One
With a gulp, the lake swallows us up. I hold my breath, feeling our bodies sink. His is the heavier, dragging us both down, pulling us towards the tangled weeds underneath. I hold fast to his belt-strap, my fist straining to keep a grip on it, but he only spins, the belt now broken or undone. His body twists slowly beneath me, on the far end of the leather strap, floating out of reach. My cheeks puff, my lungs pulse for breath. Is he fighting? Is he pulling away from me? With each second that passes, I hope that his fingers will extend up, I pray for his eyes to find me, through the murk and haze, that he will show me that he is awake, that he is trying to stay alive.
Five
I can feel the brick at the end of the rope below me, tugging at my boot, my boot tugging at my sock, my sock slipping from my feet.
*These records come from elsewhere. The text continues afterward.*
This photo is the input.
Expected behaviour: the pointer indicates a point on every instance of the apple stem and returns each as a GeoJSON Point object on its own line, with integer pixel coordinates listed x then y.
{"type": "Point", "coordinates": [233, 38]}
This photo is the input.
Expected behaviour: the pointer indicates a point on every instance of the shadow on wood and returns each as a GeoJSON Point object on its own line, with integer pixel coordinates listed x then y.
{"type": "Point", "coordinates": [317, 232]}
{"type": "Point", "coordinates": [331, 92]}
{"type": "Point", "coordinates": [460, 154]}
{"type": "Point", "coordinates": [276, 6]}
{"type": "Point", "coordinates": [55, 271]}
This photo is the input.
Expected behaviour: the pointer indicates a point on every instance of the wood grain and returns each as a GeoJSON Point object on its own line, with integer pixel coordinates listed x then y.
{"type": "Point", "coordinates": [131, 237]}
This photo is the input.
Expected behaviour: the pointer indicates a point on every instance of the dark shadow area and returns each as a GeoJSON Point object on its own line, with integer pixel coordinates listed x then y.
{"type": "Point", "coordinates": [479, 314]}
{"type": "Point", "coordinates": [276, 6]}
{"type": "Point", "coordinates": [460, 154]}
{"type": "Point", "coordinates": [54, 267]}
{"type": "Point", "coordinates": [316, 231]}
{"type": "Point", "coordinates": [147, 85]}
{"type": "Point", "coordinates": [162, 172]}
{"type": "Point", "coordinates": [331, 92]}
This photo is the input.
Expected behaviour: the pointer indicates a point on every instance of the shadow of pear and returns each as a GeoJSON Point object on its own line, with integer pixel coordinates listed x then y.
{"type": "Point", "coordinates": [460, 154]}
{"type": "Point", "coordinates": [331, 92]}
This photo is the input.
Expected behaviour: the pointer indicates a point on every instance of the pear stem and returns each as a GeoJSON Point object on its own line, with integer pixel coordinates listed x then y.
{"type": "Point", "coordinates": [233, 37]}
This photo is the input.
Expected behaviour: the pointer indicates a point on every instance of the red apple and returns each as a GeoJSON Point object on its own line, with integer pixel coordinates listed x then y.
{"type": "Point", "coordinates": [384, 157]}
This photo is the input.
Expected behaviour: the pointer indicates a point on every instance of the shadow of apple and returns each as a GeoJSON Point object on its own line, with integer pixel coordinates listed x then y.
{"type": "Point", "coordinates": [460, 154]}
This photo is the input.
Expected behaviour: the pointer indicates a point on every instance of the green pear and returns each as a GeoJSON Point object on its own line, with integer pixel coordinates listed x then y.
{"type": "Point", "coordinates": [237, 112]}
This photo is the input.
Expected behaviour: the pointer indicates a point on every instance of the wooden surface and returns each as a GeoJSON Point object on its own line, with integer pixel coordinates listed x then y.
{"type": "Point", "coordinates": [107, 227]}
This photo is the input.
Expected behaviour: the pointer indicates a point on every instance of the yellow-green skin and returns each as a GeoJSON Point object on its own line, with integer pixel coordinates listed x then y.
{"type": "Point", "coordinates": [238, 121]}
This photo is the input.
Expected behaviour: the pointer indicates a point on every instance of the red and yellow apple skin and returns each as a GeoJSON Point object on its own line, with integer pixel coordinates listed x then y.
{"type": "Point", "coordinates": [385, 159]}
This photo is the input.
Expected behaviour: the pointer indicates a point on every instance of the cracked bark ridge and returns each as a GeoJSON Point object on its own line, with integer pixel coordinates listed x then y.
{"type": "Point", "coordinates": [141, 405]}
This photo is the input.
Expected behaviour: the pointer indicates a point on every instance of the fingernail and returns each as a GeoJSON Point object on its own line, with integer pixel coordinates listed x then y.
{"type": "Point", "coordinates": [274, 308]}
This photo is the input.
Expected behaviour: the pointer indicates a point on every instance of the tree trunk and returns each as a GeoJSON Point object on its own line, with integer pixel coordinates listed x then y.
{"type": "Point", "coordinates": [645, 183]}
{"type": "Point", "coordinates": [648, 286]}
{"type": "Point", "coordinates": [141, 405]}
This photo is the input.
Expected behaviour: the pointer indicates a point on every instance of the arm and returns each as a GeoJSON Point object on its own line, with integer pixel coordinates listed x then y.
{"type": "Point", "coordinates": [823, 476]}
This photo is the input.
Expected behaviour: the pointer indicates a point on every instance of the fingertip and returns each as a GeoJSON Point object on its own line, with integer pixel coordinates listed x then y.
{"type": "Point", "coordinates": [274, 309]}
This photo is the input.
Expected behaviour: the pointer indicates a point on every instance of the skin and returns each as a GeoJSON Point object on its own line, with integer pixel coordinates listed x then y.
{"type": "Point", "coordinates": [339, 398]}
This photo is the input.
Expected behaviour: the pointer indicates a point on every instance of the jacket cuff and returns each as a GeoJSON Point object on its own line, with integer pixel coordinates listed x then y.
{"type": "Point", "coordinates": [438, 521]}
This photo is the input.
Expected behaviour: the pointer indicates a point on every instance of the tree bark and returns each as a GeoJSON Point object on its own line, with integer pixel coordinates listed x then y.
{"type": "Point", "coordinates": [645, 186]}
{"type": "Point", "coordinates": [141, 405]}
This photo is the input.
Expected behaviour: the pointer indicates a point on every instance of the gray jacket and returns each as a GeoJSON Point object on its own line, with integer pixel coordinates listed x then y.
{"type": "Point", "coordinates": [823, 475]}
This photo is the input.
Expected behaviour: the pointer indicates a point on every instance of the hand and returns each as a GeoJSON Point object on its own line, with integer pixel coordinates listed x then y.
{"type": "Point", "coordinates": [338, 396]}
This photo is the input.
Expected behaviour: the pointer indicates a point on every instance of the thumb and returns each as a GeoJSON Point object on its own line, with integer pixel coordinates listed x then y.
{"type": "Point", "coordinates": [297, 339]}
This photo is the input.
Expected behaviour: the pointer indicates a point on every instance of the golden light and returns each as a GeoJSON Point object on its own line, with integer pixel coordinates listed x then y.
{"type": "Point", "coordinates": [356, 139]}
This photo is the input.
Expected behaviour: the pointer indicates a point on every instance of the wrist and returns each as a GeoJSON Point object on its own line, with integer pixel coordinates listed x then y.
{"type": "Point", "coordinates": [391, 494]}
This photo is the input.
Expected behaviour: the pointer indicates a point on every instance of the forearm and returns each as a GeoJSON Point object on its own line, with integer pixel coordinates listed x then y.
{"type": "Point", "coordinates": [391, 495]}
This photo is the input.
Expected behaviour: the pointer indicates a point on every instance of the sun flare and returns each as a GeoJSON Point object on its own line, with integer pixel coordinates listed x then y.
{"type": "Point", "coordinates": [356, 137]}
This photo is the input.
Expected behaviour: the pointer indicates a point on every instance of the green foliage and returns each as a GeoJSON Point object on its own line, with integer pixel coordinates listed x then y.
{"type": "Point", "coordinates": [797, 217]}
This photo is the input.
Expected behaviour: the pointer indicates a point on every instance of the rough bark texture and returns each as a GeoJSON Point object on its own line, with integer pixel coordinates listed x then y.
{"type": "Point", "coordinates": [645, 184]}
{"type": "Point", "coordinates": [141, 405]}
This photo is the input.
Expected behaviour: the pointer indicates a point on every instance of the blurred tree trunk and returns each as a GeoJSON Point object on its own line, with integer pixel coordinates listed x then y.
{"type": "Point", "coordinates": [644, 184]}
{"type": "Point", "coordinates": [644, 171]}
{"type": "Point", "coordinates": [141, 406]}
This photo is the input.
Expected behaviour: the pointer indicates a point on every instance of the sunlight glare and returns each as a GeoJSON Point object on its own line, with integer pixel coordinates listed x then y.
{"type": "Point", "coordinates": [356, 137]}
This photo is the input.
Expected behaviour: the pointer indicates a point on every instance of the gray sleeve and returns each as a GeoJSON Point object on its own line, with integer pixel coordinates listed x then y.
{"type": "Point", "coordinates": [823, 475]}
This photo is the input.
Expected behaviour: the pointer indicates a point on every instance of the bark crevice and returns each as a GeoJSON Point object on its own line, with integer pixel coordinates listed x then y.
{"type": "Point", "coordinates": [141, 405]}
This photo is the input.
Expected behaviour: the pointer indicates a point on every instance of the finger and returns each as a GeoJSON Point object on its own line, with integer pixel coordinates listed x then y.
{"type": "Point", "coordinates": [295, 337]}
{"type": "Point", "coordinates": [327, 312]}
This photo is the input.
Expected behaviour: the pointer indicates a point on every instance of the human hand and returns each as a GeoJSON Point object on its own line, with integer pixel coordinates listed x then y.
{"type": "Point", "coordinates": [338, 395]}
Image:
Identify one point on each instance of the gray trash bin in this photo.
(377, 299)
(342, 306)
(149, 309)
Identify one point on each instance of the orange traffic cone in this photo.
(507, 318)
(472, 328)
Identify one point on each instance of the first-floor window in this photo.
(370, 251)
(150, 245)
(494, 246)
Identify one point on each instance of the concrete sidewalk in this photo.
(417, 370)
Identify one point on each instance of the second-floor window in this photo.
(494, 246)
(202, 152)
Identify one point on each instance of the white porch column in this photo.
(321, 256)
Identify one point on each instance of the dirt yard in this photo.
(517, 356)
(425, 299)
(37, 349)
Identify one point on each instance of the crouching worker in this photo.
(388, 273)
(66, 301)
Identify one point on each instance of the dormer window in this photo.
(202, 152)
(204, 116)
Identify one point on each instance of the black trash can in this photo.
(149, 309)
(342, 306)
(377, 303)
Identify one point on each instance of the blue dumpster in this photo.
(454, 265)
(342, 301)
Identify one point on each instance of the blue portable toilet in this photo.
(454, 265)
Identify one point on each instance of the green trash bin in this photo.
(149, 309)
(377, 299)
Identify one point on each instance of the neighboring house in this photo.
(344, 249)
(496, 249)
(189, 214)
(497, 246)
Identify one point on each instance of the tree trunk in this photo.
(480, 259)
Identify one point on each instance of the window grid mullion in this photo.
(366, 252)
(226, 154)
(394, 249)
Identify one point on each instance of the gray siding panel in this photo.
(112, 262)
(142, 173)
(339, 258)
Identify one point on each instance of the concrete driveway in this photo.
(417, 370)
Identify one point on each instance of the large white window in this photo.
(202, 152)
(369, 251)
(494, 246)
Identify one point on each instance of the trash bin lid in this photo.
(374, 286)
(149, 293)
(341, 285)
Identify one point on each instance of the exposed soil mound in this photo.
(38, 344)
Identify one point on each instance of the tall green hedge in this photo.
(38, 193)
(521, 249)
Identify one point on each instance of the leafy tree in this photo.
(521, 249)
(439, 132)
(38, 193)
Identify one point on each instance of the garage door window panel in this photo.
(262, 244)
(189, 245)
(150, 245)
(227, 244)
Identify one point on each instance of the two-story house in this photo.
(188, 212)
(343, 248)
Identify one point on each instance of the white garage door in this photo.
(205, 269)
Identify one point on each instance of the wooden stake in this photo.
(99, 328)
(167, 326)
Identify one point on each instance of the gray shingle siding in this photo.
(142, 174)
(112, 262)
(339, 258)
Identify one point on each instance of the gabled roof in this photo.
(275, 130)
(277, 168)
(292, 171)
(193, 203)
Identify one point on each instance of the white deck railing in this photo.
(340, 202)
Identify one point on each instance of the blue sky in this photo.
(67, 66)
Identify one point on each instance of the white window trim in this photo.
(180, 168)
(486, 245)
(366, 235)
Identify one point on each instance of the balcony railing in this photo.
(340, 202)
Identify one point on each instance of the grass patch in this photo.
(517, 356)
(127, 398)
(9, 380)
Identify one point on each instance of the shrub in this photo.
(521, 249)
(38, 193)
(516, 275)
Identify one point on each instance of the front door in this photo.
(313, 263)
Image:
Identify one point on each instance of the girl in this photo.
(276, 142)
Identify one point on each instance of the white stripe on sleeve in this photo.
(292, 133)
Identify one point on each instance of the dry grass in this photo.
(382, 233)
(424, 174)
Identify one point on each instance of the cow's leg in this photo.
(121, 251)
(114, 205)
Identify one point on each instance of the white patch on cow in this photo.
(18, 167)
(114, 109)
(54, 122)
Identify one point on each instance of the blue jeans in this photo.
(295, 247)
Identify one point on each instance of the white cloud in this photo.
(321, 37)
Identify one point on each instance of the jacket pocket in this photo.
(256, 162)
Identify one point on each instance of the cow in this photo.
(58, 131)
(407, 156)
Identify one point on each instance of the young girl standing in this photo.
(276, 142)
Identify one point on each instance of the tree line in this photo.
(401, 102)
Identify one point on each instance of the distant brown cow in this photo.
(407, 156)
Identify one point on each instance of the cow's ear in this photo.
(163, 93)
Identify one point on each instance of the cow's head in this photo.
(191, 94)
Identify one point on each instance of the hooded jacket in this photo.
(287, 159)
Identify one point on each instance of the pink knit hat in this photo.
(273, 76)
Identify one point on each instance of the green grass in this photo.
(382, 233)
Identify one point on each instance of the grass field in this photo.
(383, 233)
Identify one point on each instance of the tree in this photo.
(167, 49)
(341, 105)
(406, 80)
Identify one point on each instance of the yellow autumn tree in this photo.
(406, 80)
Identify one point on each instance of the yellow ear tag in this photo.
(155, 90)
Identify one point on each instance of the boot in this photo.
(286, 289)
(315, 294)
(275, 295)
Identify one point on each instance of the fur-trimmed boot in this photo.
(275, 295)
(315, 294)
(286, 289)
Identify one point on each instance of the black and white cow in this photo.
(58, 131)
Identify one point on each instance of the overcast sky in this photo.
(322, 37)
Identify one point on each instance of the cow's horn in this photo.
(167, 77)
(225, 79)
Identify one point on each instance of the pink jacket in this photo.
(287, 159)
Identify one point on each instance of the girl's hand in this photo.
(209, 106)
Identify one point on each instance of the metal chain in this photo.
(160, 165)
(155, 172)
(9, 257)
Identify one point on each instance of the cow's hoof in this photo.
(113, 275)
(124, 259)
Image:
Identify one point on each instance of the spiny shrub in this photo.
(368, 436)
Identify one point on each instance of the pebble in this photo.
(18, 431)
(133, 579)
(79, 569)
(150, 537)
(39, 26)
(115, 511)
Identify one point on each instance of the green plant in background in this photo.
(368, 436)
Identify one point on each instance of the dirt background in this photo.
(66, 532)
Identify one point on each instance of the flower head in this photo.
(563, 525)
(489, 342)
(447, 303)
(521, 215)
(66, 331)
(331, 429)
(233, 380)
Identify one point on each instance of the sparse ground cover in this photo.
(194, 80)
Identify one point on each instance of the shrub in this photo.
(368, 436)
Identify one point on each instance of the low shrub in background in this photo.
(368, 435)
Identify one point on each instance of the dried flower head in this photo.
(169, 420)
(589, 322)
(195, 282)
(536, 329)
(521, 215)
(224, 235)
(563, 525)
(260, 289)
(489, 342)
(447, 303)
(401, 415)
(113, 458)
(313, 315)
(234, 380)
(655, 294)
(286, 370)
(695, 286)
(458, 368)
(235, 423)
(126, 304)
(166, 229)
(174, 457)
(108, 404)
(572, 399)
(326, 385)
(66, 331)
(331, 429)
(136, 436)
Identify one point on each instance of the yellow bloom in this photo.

The slick tendrils of the lake weeds tickle my naked ankle with a wet that is different from water, a cold that is colder than the cold of the lake. I feel my belt slide, eel-like, from around my hip. My nose stings, I repress a cough that would exchange air for water. Above me, her fingers touch my scalp, I feel her reach beneath the collar of my shirt and pull.
Ten
I am not strong enough to pull him up; I am unable to resist the weight. I would scream for him to help me, but that would mean giving up air, letting my lungs balloon with water. My throat and eyes burn, I feel the pressure building against my ribs. Help me damn it, I beg him, though he cannot hear it. I scream inside myself—I don’t want to die.
Fifteen
Her body is climbing around me, her legs kicking, her fingers clawing at my flesh. The brick drags along the sediment at the bottom, slowing to a stop. It still pulls against my ankle, but I feel the knot loosen. She will not leave me now, I know—I feel it in how she pulls and tugs and pounds against me. Time is slipping away. I can hardly see anymore; I feel her desperate body flashing and flailing in panic. Her chest is convulsing. She will die, I think. She will die. She will die.
Twenty
He is one hundred and ninety pounds of flesh. The brick is fifty pounds. The weight of the water grows as we fall, becoming heavier than my effort, heavier than the love between us, than the life within me. Our children are not enough to lift him, and his mother is not enough, nor our home. There is his favorite guitar still, his weekend golf round, the sound of Johnny Cash, the lace nightgown I wore on his birthday. None of this is enough to lift him. None of it is enough to keep my lungs from caving. To keep my eyes open. I cling to flesh that is colder than the water, slicker than the wet of the waves around me.
Twenty–Five
I was a championship swimmer in high-school, but I have put on weight since then. I have lost strength in the years since I carried her across the threshold on our honeymoon so that I could not lift her into the car to take her to the hospital last spring. I could not raise our children; I could not raise myself when she wore the nightgown, I could not raise the money to keep our home.
Thirty
I feel the air and water exchange places, but I am sliding towards a slick dark sleep. I am held back by something that sounds like screaming, keeping me here. Hands slicker than my skin pull at me. I vomit water and feel burning air take its place. His fists pound against my chest, heavier than the water inside me. He pushes loose. His lips are cold against mine, but mine grow colder still. I shiver, I see clouds, the sky, his face. “You should have let me die,” he whispers, and the words are as heavy as bricks, they tangle around my ankles, my wrists, my neck. Those words hold me to the ground so that I cannot move. I am no longer drowning, I can see sunlight, but I am suffocating with the weight of saving, and that it is perhaps something worse.